By Helen V. Griffith


Industry professionals seem to agree that Organizational Development (OD) and Organizational Effectiveness (OE) are linked terms used interchangeably with their program goals and objectives being one in the same. Organizational Development includes the notion that applying behavioral science knowledge is necessary in order to lead to organization effectiveness (Compass, Ruler, & Base, 2004). Organizational Development is one such pathway to organizational effectiveness. Therefore, an organization or department seeking a non-training intervention in order to improve performance, OD is a viable option.

"OD, as a field, began with a clear value bias: helping organizations to be effective and healthy places in which to work", according to Paula Griffin in her interim report on the values in practice in OD (Griffin & Minors, 2004). OD is a values-based approach to systems change in organizations and communities. It strives to build the capacity to achieve and sustain a new desired state that benefits the organization or community (Compass et al., 2004).

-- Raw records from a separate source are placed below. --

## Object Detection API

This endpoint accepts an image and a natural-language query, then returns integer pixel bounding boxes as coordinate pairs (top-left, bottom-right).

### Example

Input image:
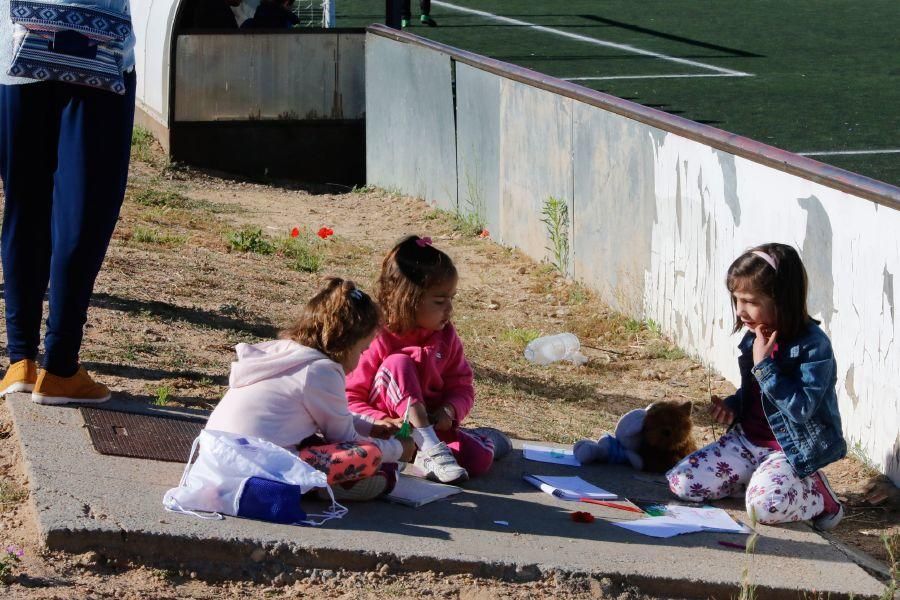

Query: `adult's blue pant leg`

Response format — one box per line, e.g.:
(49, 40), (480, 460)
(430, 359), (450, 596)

(43, 72), (136, 376)
(0, 83), (58, 364)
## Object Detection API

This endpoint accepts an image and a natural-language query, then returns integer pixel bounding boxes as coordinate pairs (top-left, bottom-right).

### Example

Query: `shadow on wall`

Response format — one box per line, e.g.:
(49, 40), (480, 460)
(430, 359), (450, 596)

(888, 434), (900, 484)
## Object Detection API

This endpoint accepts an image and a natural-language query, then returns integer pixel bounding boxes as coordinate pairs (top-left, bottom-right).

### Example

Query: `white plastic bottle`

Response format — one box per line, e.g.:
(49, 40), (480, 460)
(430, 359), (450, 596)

(524, 333), (587, 366)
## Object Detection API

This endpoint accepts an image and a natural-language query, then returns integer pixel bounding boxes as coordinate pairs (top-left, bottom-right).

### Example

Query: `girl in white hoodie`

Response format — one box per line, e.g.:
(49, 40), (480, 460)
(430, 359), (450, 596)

(206, 278), (415, 501)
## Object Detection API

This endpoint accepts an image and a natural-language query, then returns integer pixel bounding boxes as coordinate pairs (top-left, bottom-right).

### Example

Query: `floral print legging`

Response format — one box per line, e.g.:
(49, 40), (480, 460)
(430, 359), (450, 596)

(299, 441), (382, 485)
(666, 426), (825, 525)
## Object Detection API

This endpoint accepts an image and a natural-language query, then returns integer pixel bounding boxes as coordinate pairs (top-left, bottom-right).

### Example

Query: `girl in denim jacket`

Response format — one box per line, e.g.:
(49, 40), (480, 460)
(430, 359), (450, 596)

(667, 243), (846, 530)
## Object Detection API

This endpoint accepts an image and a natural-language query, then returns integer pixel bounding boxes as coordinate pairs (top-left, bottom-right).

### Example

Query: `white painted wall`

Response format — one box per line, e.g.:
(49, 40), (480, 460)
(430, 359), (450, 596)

(132, 0), (181, 126)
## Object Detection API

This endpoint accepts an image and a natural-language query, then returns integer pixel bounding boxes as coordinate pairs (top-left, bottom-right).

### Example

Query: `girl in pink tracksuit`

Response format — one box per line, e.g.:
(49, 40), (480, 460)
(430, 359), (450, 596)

(346, 235), (495, 483)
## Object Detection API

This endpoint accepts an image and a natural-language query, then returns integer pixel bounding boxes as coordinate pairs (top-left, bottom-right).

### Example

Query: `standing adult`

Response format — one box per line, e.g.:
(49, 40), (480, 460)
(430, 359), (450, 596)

(401, 0), (436, 28)
(0, 0), (136, 404)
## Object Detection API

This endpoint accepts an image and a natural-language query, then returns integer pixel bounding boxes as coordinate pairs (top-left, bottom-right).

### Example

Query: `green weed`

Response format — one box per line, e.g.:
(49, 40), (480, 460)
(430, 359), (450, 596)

(150, 567), (178, 582)
(881, 532), (898, 600)
(541, 196), (569, 275)
(568, 284), (590, 305)
(154, 385), (172, 406)
(645, 318), (662, 335)
(736, 511), (759, 600)
(131, 126), (156, 163)
(351, 184), (377, 193)
(648, 342), (686, 360)
(275, 232), (322, 273)
(501, 328), (541, 347)
(132, 226), (185, 247)
(423, 206), (484, 237)
(121, 341), (155, 363)
(133, 188), (193, 209)
(652, 346), (687, 360)
(0, 480), (26, 507)
(849, 441), (882, 477)
(0, 545), (23, 583)
(623, 318), (644, 334)
(227, 228), (275, 255)
(456, 170), (487, 237)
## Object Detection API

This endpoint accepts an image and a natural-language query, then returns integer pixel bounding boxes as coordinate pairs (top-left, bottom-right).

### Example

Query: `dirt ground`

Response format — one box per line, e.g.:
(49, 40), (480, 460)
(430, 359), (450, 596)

(0, 136), (896, 598)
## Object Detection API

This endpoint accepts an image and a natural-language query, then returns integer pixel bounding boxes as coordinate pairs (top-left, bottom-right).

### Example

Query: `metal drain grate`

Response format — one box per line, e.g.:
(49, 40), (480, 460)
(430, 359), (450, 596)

(80, 408), (205, 463)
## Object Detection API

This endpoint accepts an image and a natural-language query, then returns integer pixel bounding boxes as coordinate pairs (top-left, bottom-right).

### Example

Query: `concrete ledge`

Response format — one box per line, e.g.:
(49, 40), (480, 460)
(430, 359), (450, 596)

(8, 394), (887, 599)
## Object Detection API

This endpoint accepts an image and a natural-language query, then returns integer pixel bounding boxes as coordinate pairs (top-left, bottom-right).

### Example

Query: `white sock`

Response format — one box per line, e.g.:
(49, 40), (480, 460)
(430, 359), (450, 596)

(412, 425), (440, 451)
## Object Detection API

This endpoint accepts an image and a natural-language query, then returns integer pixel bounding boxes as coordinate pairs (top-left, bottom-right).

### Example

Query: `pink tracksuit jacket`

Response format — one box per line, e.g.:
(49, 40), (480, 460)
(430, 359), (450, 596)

(345, 324), (475, 422)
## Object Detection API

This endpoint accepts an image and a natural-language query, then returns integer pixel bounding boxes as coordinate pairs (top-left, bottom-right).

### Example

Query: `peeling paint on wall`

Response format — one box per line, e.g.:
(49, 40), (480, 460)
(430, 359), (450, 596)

(844, 365), (858, 409)
(798, 195), (836, 331)
(715, 151), (740, 227)
(884, 266), (895, 324)
(675, 159), (683, 240)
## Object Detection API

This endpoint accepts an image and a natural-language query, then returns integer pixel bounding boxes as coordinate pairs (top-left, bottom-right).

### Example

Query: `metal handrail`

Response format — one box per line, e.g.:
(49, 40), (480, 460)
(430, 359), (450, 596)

(367, 24), (900, 210)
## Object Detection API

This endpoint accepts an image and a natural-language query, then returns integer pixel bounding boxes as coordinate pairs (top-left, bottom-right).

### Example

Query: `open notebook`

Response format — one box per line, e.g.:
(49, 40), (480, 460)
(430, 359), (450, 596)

(523, 474), (616, 500)
(384, 475), (462, 508)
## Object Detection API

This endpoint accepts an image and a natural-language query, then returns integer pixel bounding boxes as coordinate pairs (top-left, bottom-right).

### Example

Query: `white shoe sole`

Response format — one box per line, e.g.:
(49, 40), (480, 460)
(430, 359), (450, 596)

(419, 462), (469, 484)
(31, 392), (111, 406)
(0, 382), (35, 396)
(430, 471), (468, 484)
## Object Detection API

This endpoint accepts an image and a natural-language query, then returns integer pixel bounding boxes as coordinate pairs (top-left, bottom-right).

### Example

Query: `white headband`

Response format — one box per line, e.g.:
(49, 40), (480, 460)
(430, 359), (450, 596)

(752, 250), (778, 271)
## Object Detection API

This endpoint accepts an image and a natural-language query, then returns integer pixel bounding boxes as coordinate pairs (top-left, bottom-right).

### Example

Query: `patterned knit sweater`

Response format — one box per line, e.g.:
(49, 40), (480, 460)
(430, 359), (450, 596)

(0, 0), (135, 87)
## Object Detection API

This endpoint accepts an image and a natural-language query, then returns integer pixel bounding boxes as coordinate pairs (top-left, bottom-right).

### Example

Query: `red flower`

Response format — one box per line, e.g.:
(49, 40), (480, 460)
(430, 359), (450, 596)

(479, 229), (490, 239)
(317, 227), (334, 239)
(570, 511), (595, 523)
(291, 227), (300, 238)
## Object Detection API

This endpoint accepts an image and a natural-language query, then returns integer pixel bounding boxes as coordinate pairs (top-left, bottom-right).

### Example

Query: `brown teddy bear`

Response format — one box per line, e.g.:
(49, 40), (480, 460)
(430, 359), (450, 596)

(573, 401), (698, 473)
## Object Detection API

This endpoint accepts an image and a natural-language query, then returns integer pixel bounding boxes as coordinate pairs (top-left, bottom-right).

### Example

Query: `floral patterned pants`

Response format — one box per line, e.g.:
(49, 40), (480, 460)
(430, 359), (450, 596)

(298, 441), (382, 485)
(666, 426), (825, 525)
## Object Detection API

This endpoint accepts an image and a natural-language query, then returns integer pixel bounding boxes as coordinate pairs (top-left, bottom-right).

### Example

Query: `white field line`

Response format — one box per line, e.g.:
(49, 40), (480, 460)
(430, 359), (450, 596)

(798, 149), (900, 157)
(565, 73), (742, 81)
(431, 0), (752, 77)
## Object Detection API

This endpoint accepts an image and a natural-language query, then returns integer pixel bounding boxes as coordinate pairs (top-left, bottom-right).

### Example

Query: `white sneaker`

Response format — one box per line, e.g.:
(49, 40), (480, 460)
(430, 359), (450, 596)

(414, 442), (468, 483)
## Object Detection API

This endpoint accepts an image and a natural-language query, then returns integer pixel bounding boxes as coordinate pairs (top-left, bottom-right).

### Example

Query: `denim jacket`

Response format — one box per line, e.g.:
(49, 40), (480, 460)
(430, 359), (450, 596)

(724, 321), (846, 478)
(0, 0), (135, 85)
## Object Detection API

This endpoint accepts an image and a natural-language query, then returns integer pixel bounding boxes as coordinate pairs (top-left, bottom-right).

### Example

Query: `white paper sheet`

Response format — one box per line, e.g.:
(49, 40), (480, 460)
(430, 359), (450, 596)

(613, 516), (704, 538)
(614, 504), (751, 538)
(522, 443), (581, 466)
(662, 505), (750, 533)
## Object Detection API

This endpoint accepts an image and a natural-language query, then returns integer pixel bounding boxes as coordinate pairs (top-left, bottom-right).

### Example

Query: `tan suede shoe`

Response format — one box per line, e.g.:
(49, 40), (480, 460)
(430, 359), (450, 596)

(31, 366), (111, 405)
(0, 359), (38, 396)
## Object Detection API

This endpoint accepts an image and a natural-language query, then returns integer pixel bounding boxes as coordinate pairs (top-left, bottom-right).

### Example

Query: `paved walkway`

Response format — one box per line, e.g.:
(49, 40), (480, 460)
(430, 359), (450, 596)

(7, 395), (887, 599)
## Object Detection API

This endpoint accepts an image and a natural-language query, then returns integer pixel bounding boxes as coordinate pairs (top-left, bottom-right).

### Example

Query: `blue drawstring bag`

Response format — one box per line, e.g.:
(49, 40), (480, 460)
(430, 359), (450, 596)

(237, 477), (306, 524)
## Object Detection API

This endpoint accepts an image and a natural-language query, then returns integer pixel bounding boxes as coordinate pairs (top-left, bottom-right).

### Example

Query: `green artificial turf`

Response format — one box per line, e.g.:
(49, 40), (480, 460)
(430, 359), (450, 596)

(338, 0), (900, 187)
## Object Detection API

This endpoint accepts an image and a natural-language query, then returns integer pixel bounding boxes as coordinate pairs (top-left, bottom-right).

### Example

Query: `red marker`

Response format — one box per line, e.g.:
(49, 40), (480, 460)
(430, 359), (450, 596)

(579, 498), (645, 514)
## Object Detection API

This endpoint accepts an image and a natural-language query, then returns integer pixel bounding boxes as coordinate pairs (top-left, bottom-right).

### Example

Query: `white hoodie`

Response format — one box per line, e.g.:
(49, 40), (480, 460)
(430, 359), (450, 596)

(205, 340), (403, 463)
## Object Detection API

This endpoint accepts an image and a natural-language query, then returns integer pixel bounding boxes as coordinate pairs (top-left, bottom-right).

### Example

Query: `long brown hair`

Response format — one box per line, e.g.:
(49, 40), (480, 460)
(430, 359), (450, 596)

(726, 243), (810, 340)
(281, 277), (380, 363)
(377, 235), (457, 333)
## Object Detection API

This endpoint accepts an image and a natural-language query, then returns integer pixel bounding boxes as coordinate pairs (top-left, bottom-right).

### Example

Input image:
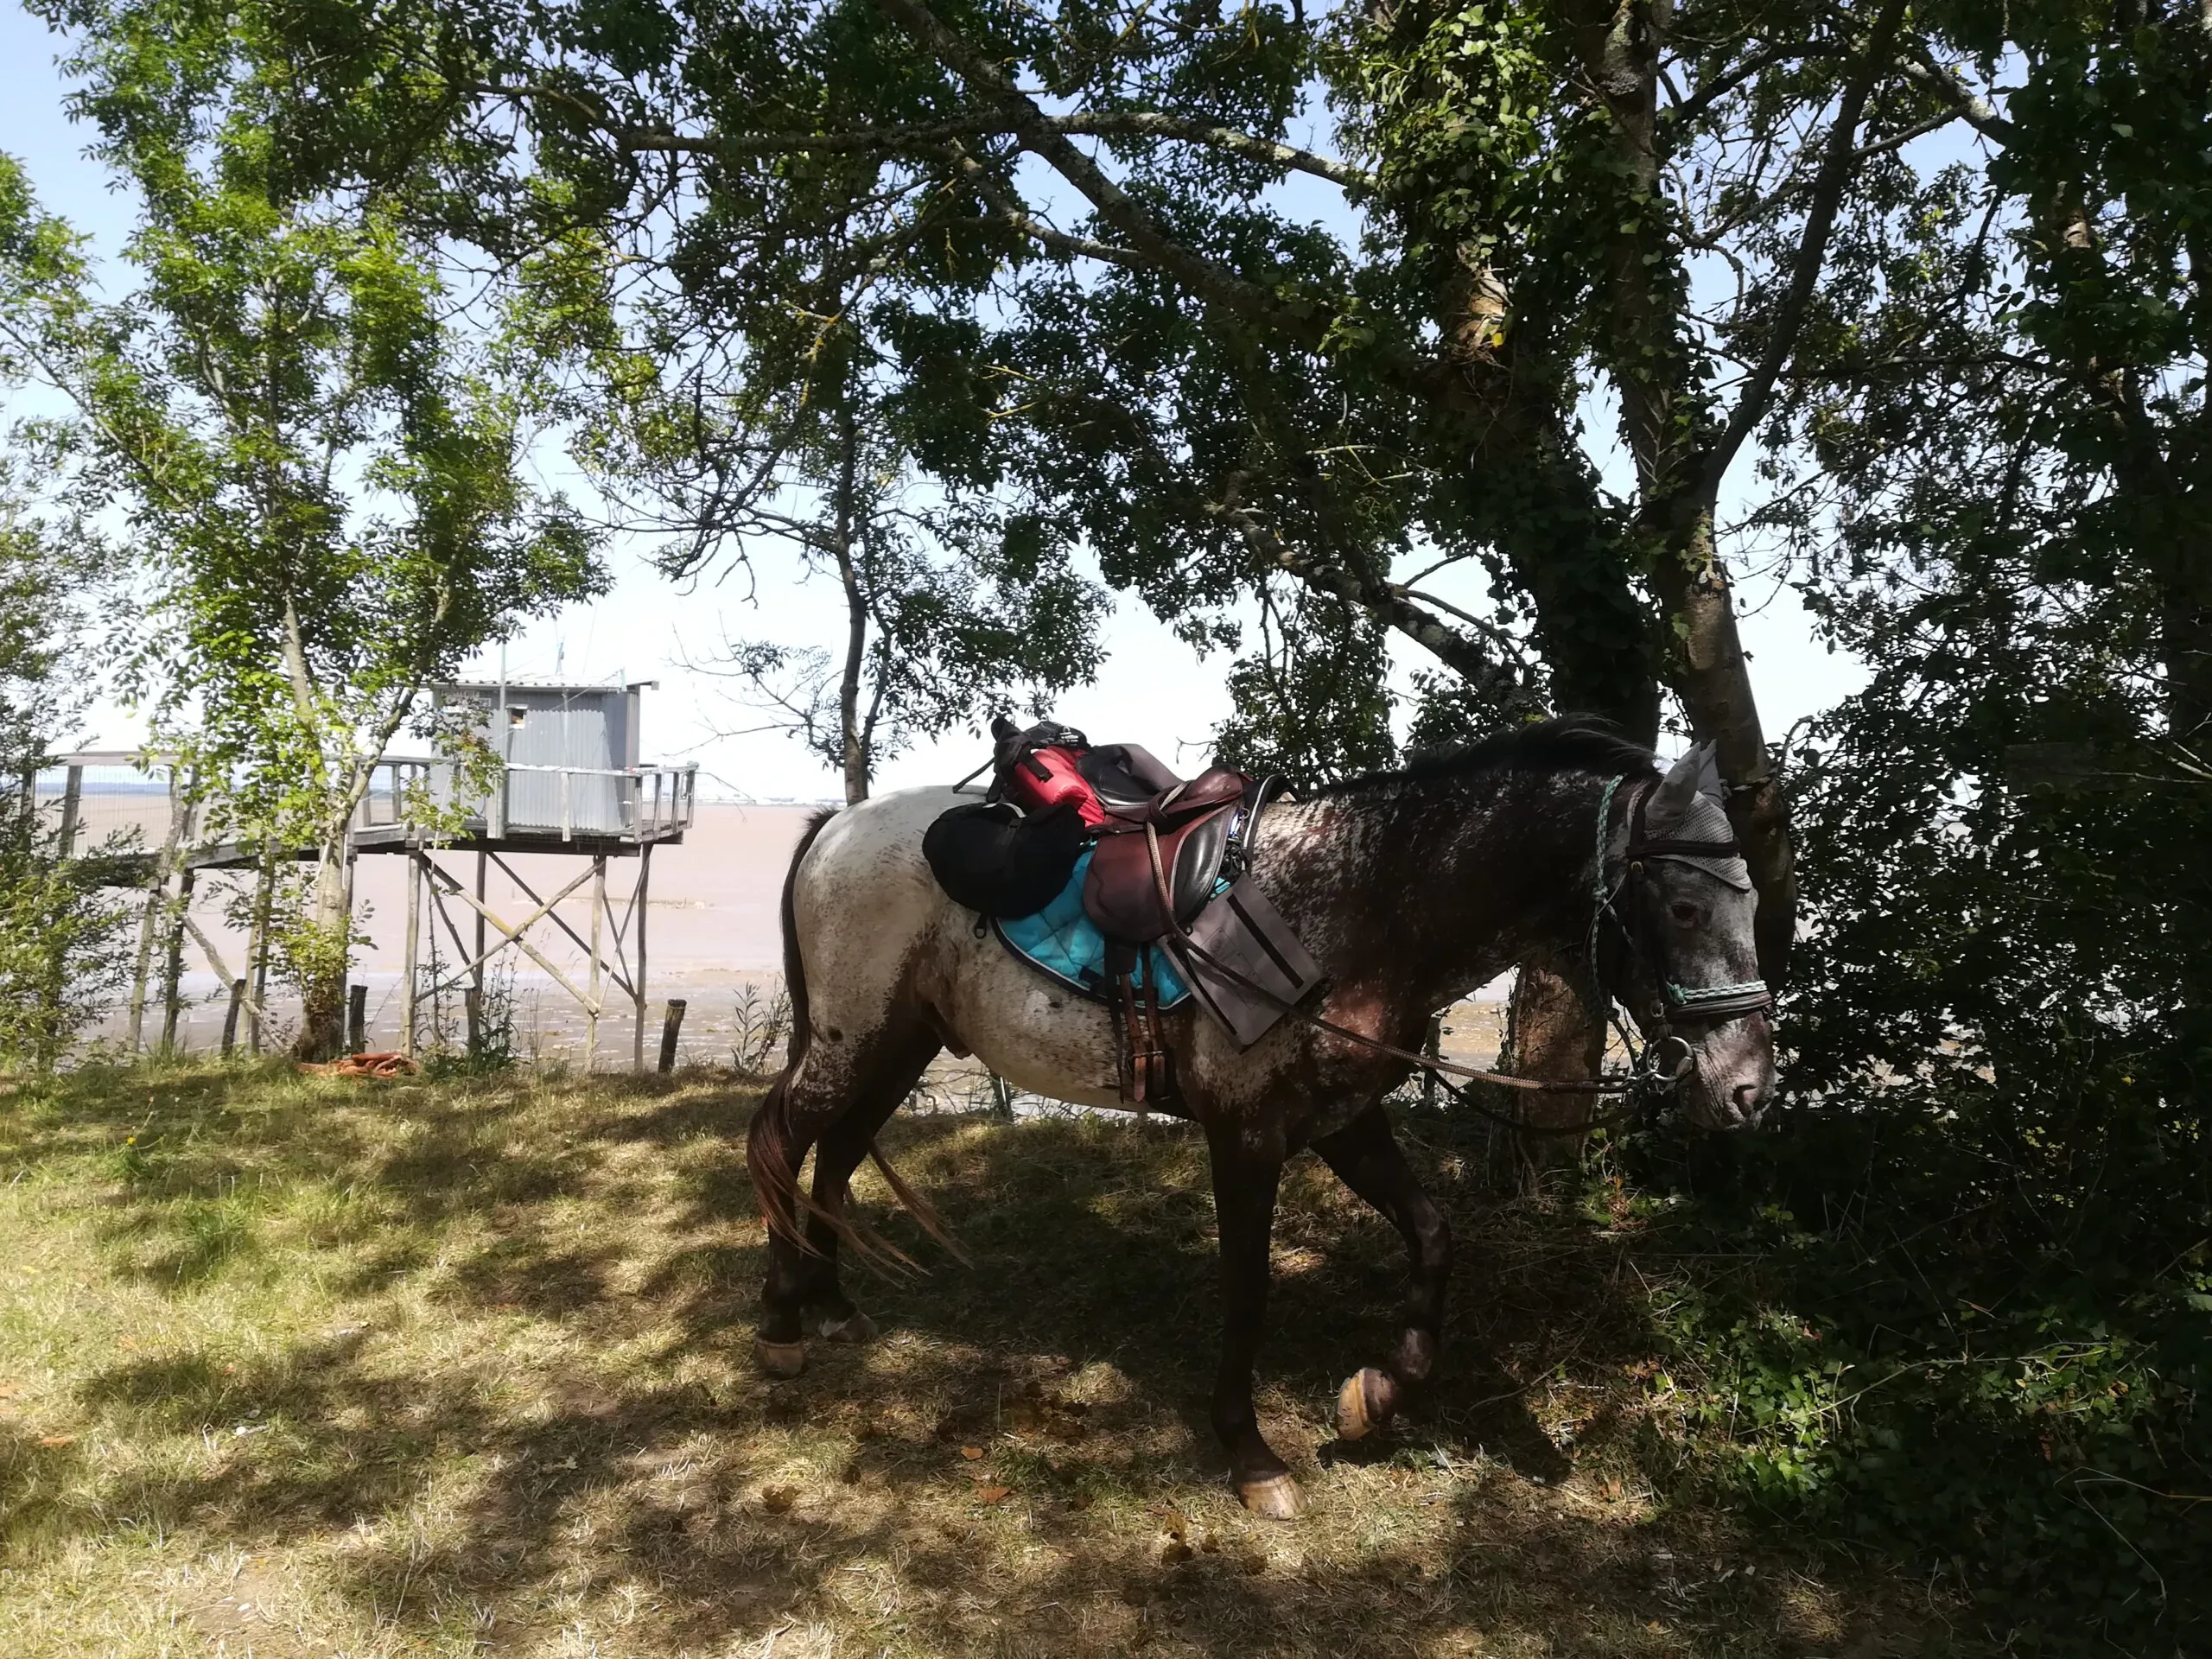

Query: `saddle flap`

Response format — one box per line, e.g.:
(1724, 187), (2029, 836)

(1081, 806), (1235, 944)
(1170, 877), (1325, 1049)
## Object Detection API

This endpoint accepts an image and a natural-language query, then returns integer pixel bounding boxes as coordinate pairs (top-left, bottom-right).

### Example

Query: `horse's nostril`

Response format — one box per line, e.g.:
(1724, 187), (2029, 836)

(1732, 1082), (1766, 1122)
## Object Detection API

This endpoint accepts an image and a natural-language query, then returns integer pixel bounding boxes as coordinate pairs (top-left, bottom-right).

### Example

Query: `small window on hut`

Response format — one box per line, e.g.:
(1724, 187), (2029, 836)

(508, 707), (527, 729)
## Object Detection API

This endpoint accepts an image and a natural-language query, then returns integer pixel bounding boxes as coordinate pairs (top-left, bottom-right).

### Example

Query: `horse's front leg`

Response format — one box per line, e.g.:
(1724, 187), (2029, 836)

(1312, 1103), (1452, 1441)
(1205, 1123), (1303, 1518)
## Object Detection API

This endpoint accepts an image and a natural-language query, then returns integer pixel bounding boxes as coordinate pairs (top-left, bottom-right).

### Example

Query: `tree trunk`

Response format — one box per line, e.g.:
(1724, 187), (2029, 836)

(830, 403), (870, 804)
(1564, 0), (1797, 983)
(1502, 962), (1607, 1175)
(1645, 503), (1796, 982)
(290, 836), (352, 1061)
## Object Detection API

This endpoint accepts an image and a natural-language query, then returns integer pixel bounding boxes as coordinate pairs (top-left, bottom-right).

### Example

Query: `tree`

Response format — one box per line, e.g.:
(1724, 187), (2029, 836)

(554, 261), (1106, 804)
(24, 0), (1810, 930)
(0, 133), (608, 1058)
(0, 167), (135, 1066)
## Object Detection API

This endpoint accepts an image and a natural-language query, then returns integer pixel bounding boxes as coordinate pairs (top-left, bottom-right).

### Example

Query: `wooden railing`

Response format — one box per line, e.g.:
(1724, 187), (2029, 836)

(354, 758), (699, 842)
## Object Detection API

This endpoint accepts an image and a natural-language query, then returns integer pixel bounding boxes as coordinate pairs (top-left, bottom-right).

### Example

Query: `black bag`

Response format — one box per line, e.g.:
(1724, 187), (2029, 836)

(923, 799), (1089, 919)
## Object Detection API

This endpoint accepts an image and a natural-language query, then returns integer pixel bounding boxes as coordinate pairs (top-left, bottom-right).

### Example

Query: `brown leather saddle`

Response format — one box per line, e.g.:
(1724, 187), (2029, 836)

(1068, 747), (1318, 1106)
(1076, 744), (1249, 944)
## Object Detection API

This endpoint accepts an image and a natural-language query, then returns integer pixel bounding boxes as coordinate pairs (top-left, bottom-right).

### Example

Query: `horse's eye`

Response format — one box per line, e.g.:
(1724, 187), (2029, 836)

OD is grounded in a set of core values and principles that guide behavior and actions. Respect, collaboration, authenticity, self-awareness, and empowerment are the key values-based principles that guide their practice.

OD is used to intervene in an organizational or community process to help bring about positive change and help the client work toward their desired goals.

One such organization, The Centre for Organizational Effectiveness, whose mission is to provide management and organization development, uses the skill of their trained professionals to assess an organization's needs and guide them to the appropriate technique to result in a positive change. The value of The Centre's work rests in the improved performance of the organization or department. Many times the outcome results are measurable and offer empirical evidence that the organization is better off after the intervention of a skilled OD professional.

In a documentary funded by a grant from the Federal Government in collaboration with Stanford University Research Institute, entitled Total Performance Management, empirical evidence is presented on the effectiveness of an Organization Development intervention. Within the City of San Diego's Streets Division, OD professionals were tasked to evaluate the department in an effort to improve productivity and employee job satisfaction. OD professionals collected the data necessary for a gap analysis and reported the findings to management, since Organization Development interventions must always be driven by analysis.

  Caption Text

Based on the findings conducted for the gap analysis, OD professionals made recommendations to management for a selection of tailored, non-training interventions. Included in the findings were pre-intervention results of employee attitude data along with data on employee turnover. The Centre then crafted and facilitated workshops in the following areas, team building, conflict resolution, and optimum colleague interaction, to name a few. With the assistance of the OD professionals, each employee within the division developed a personal career action plan for the purposes of advancing their career and improving job satisfaction.

Once the interventions were completed, after having utilized the pre- and post-data, the Stanford University Research Institute conducted a formal evaluation and validated the effectiveness of The Centre's work. Overall, productivity improved along with employee morale.

According to The Centre's co-director, Dr. Trudy Sopp, organization development professionals seek to identify the organization's problems, and seek to identify and develop solutions. For example, employees may be clear on their organizations goals and vision but may lack the necessary equipment to adequately carry out the vision. OD professionals will then gather data that will be analyzed to drive the solution. She added,

"Not all organizations require training. Training allows for new skills, new tools, and new strategies. What training does not provide is: a change in values, ideas, or roles. Also, training interventions will not solve a loss in morale or trust issues. Non-training interventions must be crafted to provide an effective solution" (Sopp, 2004).

OD is only as effective as the trained professionals, cautions Dr. Sopp. "The skill of the professional can leave an organization in better condition or unfortunately, in a less desirable state than before the intervention was implemented" (Sopp, 2004).

References

Compass, Ruler, & Base. (2004). OD Principles of Practice. Retrieved February 1, 2004, 2004, from http://www.odnetwork.org/principlesofpractice.html

Griffin, P., & Minors, A. (2004). Values in Practice in Organization Development - An Interim report. Retrieved January 29, 2004, 2004, from www.odnetwork.org/valuesinpractice/interimreport.pdf

Sopp, T. (2004). Interview on Organization Development.